Lelantos-DPO-7B is a 7 billion parameter language model developed by SanjiWatsuki, distinguished by its fine-tuning using Direct Preference Optimization (DPO). This optimization method enhances the model's ability to align with human preferences, leading to improved performance on a range of evaluative benchmarks.

Key Capabilities & Performance

The model demonstrates solid performance across several established benchmarks, with an overall average score of 58.54%.

  • AGIEval: Achieves an average of 45.47%, with notable scores in tasks like agieval_sat_en (76.70%) and agieval_lsat_rc (65.06%).
  • GPT4All: Scores an average of 75.0%, performing well on arc_easy (85.40%), boolq (87.25%), and winogrande (77.27%).
  • TruthfulQA: Records an average of 67.05% on the truthfulqa_mc benchmark, indicating a good capacity for generating truthful and informative responses.
  • Bigbench: Attains an average of 46.64%, showing competence in tasks such as bigbench_sports_understanding (73.23%) and bigbench_snarks (72.38%).

What Makes This Different?

Lelantos-DPO-7B stands out due to its DPO fine-tuning, which is designed to improve response quality and alignment.

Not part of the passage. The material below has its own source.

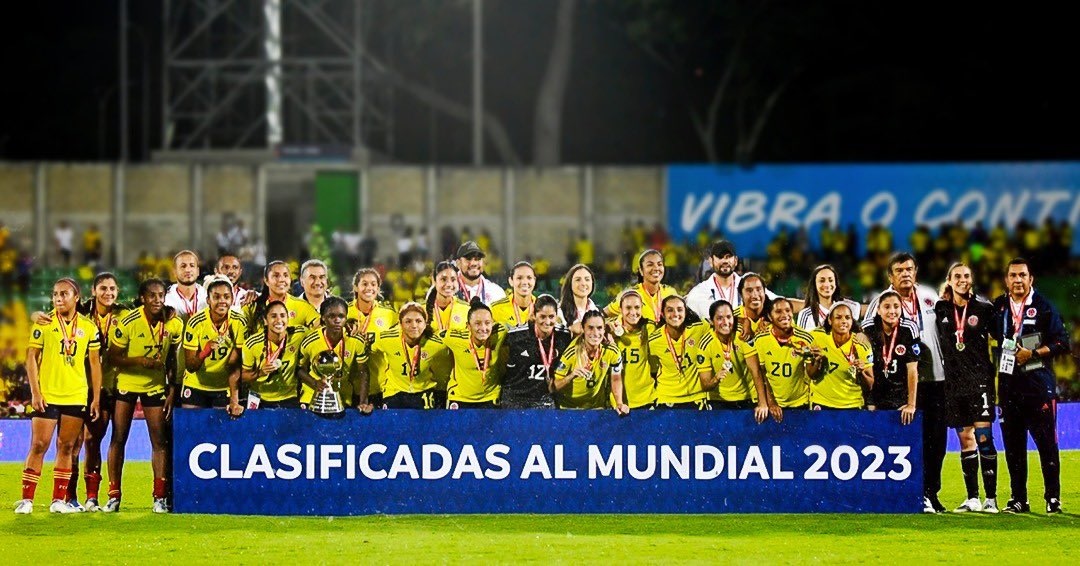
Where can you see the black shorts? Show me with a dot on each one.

When compared to its base model, Lelantos-7B, the DPO version shows a slight improvement in overall average score (58.54% vs. 58.04%), particularly in TruthfulQA (67.05% vs. 64.93%), suggesting enhanced truthfulness and preference alignment.

Should I Use This for My Use Case?

This model is a strong candidate for applications requiring reliable general-purpose language understanding and generation. Its balanced performance across diverse benchmarks makes it suitable for tasks such as:

  • Question Answering: Especially where factual accuracy and reasoning are important.
  • Content Generation: For producing coherent and contextually relevant text.
  • Conversational AI: Where aligned and truthful responses are desired.

Consider Lelantos-DPO-7B if your application benefits from a 7B model with demonstrated capabilities in reasoning, knowledge recall, and preference alignment.